Bayerns Gesundheitsministerin Judith Gerlach hat sich am Donnerstag in Barcelona zum Auftakt ihres Informationsbesuchs in Spanien über die Umsetzung der dortigen Widerspruchslösung bei der Organspende informiert. Gerlach sagte anlässlich eines Besuchs bei der katalanischen Transplantationsorganisation OCATT: „Spanien und insbesondere die Region Katalonien weisen beeindruckende Zahlen bei der Organspende auf. Ein Hauptgrund dafür ist die Widerspruchslösung – also die Regelung, dass jede und jeder grundsätzlich Organspender ist, wenn er nicht zu Lebzeiten ausdrücklich widerspricht. Ich werbe entschieden dafür, diese Regelung auch in Deutschland einzuführen.“
Die Ministerin erläuterte: „Die Widerspruchslösung bietet die Chance, dass mehr Menschen ein lebensrettendes Spenderorgan bekommen. Zugleich führt sie dazu, dass sich mehr Bürgerinnen und Bürger veranlasst sehen, sich mit der Thematik auseinanderzusetzen und idealerweise eine Entscheidung zu treffen. Das wäre auch eine Entlastung für die Angehörigen. Denn wer zu Lebzeiten selbst für Klarheit sorgt, nimmt seinen Angehörigen die Last einer Entscheidung in schweren Stunden.“
In Spanien gilt die Widerspruchslösung seit 1979. Gerlach erklärte: „Jahr für Jahr werden in Spanien rund 5.000 Organe verpflanzt. Damit ist Spanien im Verhältnis zur Bevölkerung von rund 48 Millionen Menschen weltweit spitze. Seit 32 Jahren in Folge werden in dem Land weltweit die meisten Organe übertragen. Meine Gespräche bei der Transplantationsorganisation OCATT haben mir gezeigt, dass wir in diesem Bereich in Deutschland viel erreichen können, wenn wir den nächsten Schritt gehen und die Widerspruchslösung beschließen.“
Besonders hoch ist die Organspenderate in Katalonien mit 176 pro eine Million Einwohner. Zum Vergleich: Im spanischen Durchschnitt sind es 49 Spenden je eine Million Einwohner, in Deutschland 11 Spenden je eine Million Einwohner. 2023 wurden in Deutschland insgesamt 965 Organspenden registriert, davon 126 in Bayern.

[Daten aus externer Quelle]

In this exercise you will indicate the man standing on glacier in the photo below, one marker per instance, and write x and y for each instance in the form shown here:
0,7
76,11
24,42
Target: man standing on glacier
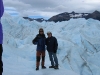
52,46
1,36
39,40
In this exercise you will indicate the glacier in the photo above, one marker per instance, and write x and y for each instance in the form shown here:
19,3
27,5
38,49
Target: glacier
78,46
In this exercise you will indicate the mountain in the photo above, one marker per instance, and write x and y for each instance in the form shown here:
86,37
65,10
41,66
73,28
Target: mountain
78,46
67,16
32,19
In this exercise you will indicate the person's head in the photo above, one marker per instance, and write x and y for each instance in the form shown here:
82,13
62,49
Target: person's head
49,34
41,31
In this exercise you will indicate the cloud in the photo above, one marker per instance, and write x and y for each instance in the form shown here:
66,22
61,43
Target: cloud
51,7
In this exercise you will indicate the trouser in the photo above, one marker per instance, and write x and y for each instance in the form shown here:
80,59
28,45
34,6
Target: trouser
53,59
39,55
1,63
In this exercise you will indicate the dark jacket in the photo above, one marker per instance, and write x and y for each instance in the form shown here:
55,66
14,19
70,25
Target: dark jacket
39,40
1,13
52,44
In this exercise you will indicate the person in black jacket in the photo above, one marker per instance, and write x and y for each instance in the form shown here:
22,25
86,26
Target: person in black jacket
52,46
39,40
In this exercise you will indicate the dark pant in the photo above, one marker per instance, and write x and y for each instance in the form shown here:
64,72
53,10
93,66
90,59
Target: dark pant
1,63
53,59
40,54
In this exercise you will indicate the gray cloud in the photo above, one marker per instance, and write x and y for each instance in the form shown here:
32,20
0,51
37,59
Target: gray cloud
52,7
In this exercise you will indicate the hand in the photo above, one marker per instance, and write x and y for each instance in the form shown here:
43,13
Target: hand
55,51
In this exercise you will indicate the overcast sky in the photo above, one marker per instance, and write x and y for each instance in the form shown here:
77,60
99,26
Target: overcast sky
50,8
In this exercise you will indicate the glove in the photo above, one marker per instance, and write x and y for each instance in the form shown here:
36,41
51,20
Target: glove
55,51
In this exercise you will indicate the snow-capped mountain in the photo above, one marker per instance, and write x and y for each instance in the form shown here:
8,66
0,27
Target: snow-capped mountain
67,16
78,46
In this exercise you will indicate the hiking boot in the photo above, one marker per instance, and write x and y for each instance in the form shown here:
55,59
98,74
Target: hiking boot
56,67
51,66
43,67
37,68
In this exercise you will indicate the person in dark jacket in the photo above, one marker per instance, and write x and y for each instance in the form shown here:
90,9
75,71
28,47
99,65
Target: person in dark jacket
1,36
52,46
39,40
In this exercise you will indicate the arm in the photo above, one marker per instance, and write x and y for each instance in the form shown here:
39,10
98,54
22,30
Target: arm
35,40
1,8
55,44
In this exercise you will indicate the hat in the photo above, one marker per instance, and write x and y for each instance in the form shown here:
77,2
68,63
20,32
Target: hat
49,32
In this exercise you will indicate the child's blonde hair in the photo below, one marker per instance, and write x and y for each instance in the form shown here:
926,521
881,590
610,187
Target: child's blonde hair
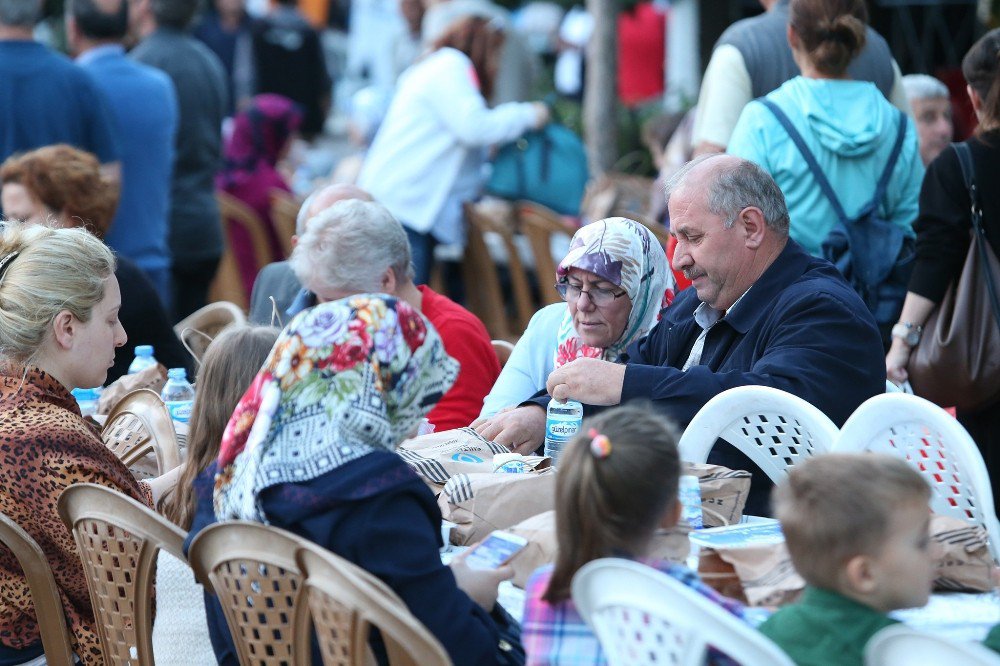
610,499
834,507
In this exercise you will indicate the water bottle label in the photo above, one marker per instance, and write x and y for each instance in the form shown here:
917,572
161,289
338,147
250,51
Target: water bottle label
180,410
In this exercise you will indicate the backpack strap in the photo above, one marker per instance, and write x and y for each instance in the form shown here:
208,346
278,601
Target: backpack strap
979,235
814,167
897,148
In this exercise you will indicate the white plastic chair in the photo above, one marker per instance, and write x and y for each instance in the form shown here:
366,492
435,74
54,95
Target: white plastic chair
775,429
642,616
937,445
900,645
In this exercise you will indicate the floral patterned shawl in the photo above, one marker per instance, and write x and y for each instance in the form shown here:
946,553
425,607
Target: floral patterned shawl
626,254
344,379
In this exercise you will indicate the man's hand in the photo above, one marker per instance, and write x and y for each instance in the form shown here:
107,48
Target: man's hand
522,429
588,380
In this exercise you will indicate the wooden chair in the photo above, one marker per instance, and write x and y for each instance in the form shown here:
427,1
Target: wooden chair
252,569
139,425
503,350
119,539
346,601
481,279
284,212
227,285
540,224
198,329
524,303
44,592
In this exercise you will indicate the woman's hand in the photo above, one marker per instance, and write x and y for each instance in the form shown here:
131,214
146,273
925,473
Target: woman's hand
480,585
896,360
521,429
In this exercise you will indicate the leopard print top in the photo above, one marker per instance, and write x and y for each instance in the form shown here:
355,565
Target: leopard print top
46,446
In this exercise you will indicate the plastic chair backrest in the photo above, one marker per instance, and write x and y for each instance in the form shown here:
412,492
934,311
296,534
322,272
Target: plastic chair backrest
284,211
936,445
252,569
900,645
503,350
119,539
140,424
346,601
227,284
540,224
199,328
643,616
775,429
44,592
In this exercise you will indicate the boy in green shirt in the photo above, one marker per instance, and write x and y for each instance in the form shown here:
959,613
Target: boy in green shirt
857,530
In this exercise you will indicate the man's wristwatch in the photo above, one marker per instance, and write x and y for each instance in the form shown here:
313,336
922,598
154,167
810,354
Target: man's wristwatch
908,332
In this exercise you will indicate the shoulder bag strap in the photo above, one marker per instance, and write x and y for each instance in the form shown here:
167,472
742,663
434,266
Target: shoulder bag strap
976,212
814,167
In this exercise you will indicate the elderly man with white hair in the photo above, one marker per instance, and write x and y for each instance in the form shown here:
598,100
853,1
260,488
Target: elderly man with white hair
276,288
356,247
931,106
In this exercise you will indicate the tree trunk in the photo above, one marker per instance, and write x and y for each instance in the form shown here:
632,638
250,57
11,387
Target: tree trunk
600,88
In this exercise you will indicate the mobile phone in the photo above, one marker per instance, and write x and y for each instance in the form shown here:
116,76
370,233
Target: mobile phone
498,548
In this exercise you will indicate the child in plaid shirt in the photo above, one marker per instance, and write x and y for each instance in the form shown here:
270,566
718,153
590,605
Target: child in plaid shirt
617,485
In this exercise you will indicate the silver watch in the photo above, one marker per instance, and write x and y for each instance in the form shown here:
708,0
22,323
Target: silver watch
908,332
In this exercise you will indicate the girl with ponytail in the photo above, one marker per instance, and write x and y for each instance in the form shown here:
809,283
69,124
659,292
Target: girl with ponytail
617,486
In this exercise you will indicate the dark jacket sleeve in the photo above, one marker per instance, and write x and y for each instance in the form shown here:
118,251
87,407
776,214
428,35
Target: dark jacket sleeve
394,537
815,347
942,227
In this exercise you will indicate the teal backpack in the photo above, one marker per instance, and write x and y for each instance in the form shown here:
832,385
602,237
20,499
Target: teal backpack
546,166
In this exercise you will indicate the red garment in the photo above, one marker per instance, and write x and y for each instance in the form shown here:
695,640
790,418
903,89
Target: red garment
641,53
466,340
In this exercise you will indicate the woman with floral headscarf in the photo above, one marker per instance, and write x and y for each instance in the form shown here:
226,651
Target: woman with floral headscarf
311,448
259,140
623,271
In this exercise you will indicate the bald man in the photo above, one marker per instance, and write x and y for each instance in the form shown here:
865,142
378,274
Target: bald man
276,287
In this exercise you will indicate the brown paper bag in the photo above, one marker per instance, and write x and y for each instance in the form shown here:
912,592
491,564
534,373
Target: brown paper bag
540,531
962,561
723,492
153,378
440,455
765,574
481,503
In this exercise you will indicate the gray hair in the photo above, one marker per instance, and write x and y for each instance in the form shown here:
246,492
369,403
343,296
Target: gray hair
327,196
20,13
348,247
734,186
922,86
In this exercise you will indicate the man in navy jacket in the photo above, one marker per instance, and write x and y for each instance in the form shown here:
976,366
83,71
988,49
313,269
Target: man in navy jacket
761,311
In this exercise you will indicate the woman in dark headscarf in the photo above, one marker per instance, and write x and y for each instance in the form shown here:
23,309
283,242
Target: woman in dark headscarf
260,138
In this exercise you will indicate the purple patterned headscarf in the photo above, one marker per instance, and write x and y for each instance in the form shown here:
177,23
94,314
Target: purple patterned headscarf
626,254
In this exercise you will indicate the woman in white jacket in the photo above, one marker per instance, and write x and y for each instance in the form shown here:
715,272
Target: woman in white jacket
427,157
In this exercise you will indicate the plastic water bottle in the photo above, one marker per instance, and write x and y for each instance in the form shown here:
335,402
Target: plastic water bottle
690,498
562,422
143,359
87,399
178,395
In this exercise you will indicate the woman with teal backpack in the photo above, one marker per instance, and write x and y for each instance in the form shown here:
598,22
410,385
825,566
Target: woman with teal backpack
847,161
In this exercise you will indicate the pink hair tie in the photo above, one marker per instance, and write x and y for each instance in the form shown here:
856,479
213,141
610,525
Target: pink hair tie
600,445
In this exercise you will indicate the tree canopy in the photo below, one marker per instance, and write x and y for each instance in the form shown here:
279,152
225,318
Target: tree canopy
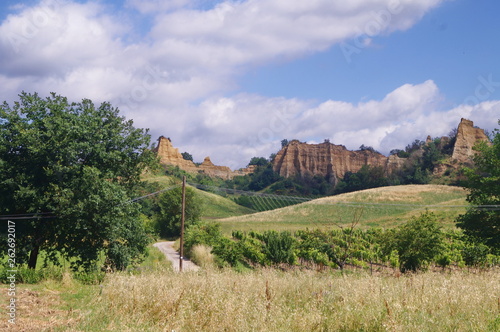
76,166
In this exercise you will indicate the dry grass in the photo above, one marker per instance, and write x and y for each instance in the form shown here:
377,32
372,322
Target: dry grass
270,300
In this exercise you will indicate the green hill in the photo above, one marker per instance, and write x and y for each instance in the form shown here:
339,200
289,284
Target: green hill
214,206
379,207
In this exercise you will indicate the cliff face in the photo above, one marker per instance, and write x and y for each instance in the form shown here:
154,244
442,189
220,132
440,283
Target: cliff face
171,156
333,161
467,137
325,159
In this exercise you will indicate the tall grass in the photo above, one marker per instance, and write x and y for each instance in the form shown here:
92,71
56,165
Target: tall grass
270,300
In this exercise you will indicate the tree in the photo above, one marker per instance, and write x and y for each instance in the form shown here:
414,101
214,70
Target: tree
418,241
483,182
76,167
168,220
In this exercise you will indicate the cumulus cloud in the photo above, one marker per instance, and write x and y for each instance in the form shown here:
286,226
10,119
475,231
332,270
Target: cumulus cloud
173,66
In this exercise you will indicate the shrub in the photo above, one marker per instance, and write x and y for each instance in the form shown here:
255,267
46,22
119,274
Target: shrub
418,242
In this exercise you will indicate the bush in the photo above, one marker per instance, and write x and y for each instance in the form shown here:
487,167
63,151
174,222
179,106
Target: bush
418,242
475,255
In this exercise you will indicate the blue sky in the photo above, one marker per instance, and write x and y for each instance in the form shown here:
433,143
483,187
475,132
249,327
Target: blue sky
231,79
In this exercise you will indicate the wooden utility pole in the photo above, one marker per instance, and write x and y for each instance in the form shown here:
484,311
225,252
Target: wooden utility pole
183,216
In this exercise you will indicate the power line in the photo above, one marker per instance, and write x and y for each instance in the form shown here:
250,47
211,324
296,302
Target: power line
153,194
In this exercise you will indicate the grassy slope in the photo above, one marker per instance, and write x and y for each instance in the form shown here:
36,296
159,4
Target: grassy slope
214,206
396,204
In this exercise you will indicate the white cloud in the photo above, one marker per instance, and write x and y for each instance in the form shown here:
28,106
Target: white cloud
180,79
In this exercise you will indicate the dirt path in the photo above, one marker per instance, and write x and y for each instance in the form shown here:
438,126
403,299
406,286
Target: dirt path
173,256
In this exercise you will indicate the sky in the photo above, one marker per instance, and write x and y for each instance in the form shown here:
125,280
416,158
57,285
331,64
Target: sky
231,79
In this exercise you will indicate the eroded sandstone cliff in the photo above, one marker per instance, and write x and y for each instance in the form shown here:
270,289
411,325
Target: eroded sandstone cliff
333,161
169,155
467,137
325,159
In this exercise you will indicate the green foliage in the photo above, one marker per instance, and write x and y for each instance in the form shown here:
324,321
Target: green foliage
278,247
483,182
81,164
418,242
168,219
208,234
475,254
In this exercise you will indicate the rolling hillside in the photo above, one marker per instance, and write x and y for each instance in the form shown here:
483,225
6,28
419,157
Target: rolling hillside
379,207
214,206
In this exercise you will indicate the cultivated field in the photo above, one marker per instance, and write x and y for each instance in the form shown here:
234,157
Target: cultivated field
382,207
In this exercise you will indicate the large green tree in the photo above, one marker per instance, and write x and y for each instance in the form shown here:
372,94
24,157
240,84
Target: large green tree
482,220
76,166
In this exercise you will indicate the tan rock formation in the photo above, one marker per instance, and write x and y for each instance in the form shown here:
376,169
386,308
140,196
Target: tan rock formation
325,159
171,156
467,137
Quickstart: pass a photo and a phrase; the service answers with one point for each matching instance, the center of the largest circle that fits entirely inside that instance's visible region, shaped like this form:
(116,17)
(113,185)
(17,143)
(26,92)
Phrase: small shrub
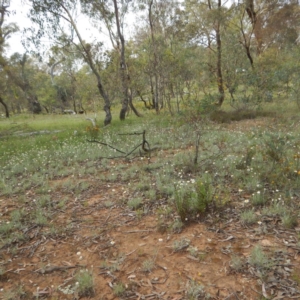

Gerlach bekräftigte: „Aktuell warten allein in Bayern rund 1.200 Menschen auf ein lebenswichtiges Spenderorgan. Die Lücke ist also eklatant. Bayern hat deshalb im Bundesrat aus guten Gründen der Widerspruchslösung zugestimmt. Nun ist der Bundestag gefordert, eine entsprechende Entscheidung zu treffen. Denn es darf nicht bei dem großen Mangel an Organspenden bleiben.“
Gerlach hält sich vom 5. bis zum 7. Dezember zu Gesprächen in der katalanischen Hauptstadt Barcelona auf. Auf der Tagesordnung stand am Donnerstagnachmittag auch ein Treffen mit der katalanischen Gesundheitsministerin Olga Pané i Mena.